# Reference: .chunk()

The `.chunk()` function splits documents into smaller segments using various strategies and options.

## Example

```typescript
import { MDocument } from "@mastra/rag";

const doc = MDocument.fromMarkdown(`
# Introduction
This is a sample document that we want to split into chunks.

## Section 1
Here is the first section with some content.

## Section 2
Here is another section with different content.
`);

// Basic chunking with defaults
const chunks = await doc.chunk();

// Markdown-specific chunking with header extraction
const chunksWithMetadata = await doc.chunk({
  strategy: "markdown",
  headers: [
    ["#", "title"],
    ["##", "section"],
  ],
  extract: {
    summary: true, // Extract summaries with default settings
    keywords: true, // Extract keywords with default settings
  },
});
```

## Parameters

The following parameters are available for all chunking strategies. **Important:** Each strategy will only utilize a subset of these parameters relevant to its specific use case.
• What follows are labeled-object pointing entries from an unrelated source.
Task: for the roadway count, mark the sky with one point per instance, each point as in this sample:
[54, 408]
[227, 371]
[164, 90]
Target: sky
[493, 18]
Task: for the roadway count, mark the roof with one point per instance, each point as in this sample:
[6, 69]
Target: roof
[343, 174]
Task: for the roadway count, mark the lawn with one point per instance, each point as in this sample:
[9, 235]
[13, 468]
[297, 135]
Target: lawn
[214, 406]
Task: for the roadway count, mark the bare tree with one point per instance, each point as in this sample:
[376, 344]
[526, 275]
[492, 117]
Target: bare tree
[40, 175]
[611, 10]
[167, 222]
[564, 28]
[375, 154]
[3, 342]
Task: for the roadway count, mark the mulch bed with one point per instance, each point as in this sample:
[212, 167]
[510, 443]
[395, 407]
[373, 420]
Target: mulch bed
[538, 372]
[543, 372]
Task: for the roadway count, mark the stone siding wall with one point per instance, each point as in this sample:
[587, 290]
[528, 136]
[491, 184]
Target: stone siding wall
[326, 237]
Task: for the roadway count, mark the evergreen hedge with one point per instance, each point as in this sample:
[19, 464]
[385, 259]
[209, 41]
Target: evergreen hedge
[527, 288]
**strategy?:** (`'recursive' | 'character' | 'token' | 'markdown' | 'semantic-markdown' | 'html' | 'json' | 'latex' | 'sentence'`): The chunking strategy to use. If not specified, defaults based on document type. Depending on the chunking strategy, there are additional optionals. Defaults: .md files → 'markdown', .html/.htm → 'html', .json → 'json', .tex → 'latex', others → 'recursive'

**maxSize?:** (`number`): Maximum size of each chunk. \*\*Note:\*\* Some strategy configurations (markdown with headers, HTML with headers) ignore this parameter. (Default: `4000`)

**overlap?:** (`number`): Number of characters/tokens that overlap between chunks. (Default: `50`)

**lengthFunction?:** (`(text: string) => number`): Function to calculate text length. Defaults to character count.

**separatorPosition?:** (`'start' | 'end'`): Where to position the separator in chunks. 'start' attaches to beginning of next chunk, 'end' attaches to end of current chunk. If not specified, separators are discarded.

**addStartIndex?:** (`boolean`): Whether to add start index metadata to chunks. (Default: `false`)

**stripWhitespace?:** (`boolean`): Whether to strip whitespace from chunks. (Default: `true`)

**extract?:** (`ExtractParams`): Metadata extraction configuration.

See [ExtractParams reference](https://mastra.ai/reference/rag/extract-params) for details on the `extract` parameter.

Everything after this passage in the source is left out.